1. Not Locking Your Elbows By Your Sides
Even a lot of experienced bodybuilders get this one wrong because they’re trying to go heavy and increase the range of motion. Curls are a single-joint move, but when you pull your elbows away from your sides in an effort to go higher as you raise the weight, they become a multijoint exercise. Because this shifts some of the emphasis to the front delts, they now share the workload with the bi’s. Instead, fix your elbows to your sides and don’t let them travel forward. At the top of the motion, you shouldn’t be looking directly at the bar; rather, the bar should be near the top of your chest.
2. Failing To Extend Your Elbows
This one would be funny if it weren’t committed by so many trainees. Clearly, to flex the biceps you must bend the elbow, so essentially the degree of elbow bend must change by opening and closing over the course of each rep. Curiously, you’ll see guys who instead rock at the waist and lean back as they curl with almost no change in elbow bend. That’s simply not a rep, and your arms won’t grow! Instead, reduce the weight and pay attention: The angle in your elbows should approach 180 degrees at the bottom, where your arms are almost fully extended, and be decidedly less than 90 degrees at the top of each rep.
3. Dropping Your Elbows From Parallel
When doing high-pulley cable curls, it seems simple enough: Do a double biceps pose by bringing your fists toward the back of your ears. But it’s more complicated when you have a heavy weight pulling against each arm. The tendency here is to drop your arms as your elbows pull forward. Again, this turns an isolation exercise into an unwanted multijoint move. Keep your upper arms locked in a position parallel to the floor so that the only movement occurs at the elbow joints. This effectively makes the short (inner) head do the brunt of the work.

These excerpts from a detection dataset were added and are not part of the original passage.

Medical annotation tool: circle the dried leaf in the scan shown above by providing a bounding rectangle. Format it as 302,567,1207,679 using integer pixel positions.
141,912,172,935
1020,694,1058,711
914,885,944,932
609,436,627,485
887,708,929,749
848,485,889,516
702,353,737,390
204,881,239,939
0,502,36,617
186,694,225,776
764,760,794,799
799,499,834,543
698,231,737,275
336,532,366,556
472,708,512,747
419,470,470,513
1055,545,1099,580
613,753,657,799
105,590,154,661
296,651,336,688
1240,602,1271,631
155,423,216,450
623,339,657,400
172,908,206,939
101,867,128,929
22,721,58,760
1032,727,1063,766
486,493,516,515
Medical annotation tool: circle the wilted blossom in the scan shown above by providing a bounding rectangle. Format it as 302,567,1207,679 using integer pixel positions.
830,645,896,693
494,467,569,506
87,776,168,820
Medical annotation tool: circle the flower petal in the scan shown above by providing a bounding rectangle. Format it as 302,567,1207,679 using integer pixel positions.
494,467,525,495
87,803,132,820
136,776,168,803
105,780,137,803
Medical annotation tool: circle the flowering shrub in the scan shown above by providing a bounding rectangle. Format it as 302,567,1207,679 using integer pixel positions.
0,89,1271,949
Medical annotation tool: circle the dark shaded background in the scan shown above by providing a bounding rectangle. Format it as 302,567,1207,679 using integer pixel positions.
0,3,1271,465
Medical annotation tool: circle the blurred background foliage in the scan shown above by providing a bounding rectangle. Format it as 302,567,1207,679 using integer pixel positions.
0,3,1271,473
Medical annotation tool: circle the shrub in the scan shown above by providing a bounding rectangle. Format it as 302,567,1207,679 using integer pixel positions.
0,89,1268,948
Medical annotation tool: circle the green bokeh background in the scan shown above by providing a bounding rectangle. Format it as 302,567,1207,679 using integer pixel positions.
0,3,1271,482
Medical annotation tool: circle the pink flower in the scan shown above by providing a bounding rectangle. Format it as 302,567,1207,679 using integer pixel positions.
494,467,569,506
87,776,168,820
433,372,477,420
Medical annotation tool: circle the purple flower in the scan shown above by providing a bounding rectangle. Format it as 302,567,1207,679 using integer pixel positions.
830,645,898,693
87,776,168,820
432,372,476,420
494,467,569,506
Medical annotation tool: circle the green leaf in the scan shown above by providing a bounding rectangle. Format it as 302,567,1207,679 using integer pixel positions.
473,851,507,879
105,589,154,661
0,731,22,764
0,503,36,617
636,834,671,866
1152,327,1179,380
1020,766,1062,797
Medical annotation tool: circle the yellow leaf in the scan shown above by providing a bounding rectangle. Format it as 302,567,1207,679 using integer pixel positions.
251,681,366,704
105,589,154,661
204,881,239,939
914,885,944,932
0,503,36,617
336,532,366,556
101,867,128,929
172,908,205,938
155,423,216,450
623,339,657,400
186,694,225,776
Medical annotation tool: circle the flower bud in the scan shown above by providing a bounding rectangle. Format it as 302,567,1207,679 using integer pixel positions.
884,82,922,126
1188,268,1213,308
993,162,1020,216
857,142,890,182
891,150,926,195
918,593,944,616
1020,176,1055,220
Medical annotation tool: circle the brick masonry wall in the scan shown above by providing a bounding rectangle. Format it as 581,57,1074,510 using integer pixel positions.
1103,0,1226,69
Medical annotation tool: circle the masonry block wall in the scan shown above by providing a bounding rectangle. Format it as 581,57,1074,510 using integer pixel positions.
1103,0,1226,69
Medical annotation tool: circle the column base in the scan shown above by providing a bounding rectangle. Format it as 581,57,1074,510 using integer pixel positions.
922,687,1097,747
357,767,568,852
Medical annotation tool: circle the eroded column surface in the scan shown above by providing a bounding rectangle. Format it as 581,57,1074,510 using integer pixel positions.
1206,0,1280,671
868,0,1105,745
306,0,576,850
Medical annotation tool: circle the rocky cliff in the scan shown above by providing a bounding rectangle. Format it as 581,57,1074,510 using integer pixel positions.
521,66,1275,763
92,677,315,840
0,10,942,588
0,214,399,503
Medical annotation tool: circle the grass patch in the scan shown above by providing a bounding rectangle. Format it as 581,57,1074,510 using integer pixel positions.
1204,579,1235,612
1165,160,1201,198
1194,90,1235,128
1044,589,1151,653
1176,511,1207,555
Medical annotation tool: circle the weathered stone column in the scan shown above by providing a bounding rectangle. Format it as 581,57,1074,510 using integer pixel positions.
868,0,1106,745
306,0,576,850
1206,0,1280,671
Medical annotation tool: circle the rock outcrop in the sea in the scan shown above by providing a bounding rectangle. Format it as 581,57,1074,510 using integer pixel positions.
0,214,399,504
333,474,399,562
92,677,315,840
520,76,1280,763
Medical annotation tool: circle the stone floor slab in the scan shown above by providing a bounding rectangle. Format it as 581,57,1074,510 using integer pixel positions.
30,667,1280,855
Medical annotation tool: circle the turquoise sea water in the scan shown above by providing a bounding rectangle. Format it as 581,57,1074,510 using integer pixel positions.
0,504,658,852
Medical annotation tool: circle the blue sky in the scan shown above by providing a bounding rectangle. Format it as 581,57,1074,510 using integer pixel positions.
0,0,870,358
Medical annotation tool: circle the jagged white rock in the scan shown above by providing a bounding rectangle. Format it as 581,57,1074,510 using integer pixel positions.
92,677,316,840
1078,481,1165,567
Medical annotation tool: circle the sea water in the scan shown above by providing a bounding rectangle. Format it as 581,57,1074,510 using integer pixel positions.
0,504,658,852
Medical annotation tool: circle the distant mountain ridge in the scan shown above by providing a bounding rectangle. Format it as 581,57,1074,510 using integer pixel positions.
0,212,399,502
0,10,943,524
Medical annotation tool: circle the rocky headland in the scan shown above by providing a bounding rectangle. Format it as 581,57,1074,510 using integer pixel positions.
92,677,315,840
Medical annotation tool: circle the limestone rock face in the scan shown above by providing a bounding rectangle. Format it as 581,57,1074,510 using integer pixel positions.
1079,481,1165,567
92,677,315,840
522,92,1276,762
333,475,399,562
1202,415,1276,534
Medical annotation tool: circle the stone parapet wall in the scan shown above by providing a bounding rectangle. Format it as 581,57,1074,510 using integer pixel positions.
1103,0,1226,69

4. Ignoring Overhand and Neutral-Grip Moves
While grabbing a weight and curling it seems elementary for big biceps development, not all the major arm flexors are optimally worked when you use an underhand grip. In fact, when your hands are in the neutral (hammer) or overhand (reverse grip) positions, the brachialis that lies underneath the biceps and brachioradialis — the forearm muscle nearest the elbow — kick into gear. You won’t reach your genetic potential unless you include moves that target all the muscles in the biceps group. We suggest doing one of these exercises last in your biceps workout because it can adversely affect grip strength.
5. Always Using the Same Grip Width
Chances are the standing barbell or EZ-bar curl is the major mass-building movement in your routine, and rightly so. Because you can load up the bar and generate a bit of body english, you can move more weight than with any other biceps exercise. But that doesn’t mean you can’t add some variety to work the target muscles in slightly different ways from time to time. Changing your grip width on barbell curls affects the amount of rotation in your arms. When you use a wider than shoulder-width grip, your arms turn out at the shoulder joints — called external rotation — which hits the short (inner) head more strongly. When you grasp the bar with a narrower than shoulder-width grip, your arms instead turn in — known as internal rotation — and you’ll activate the outer (long) head to a greater degree.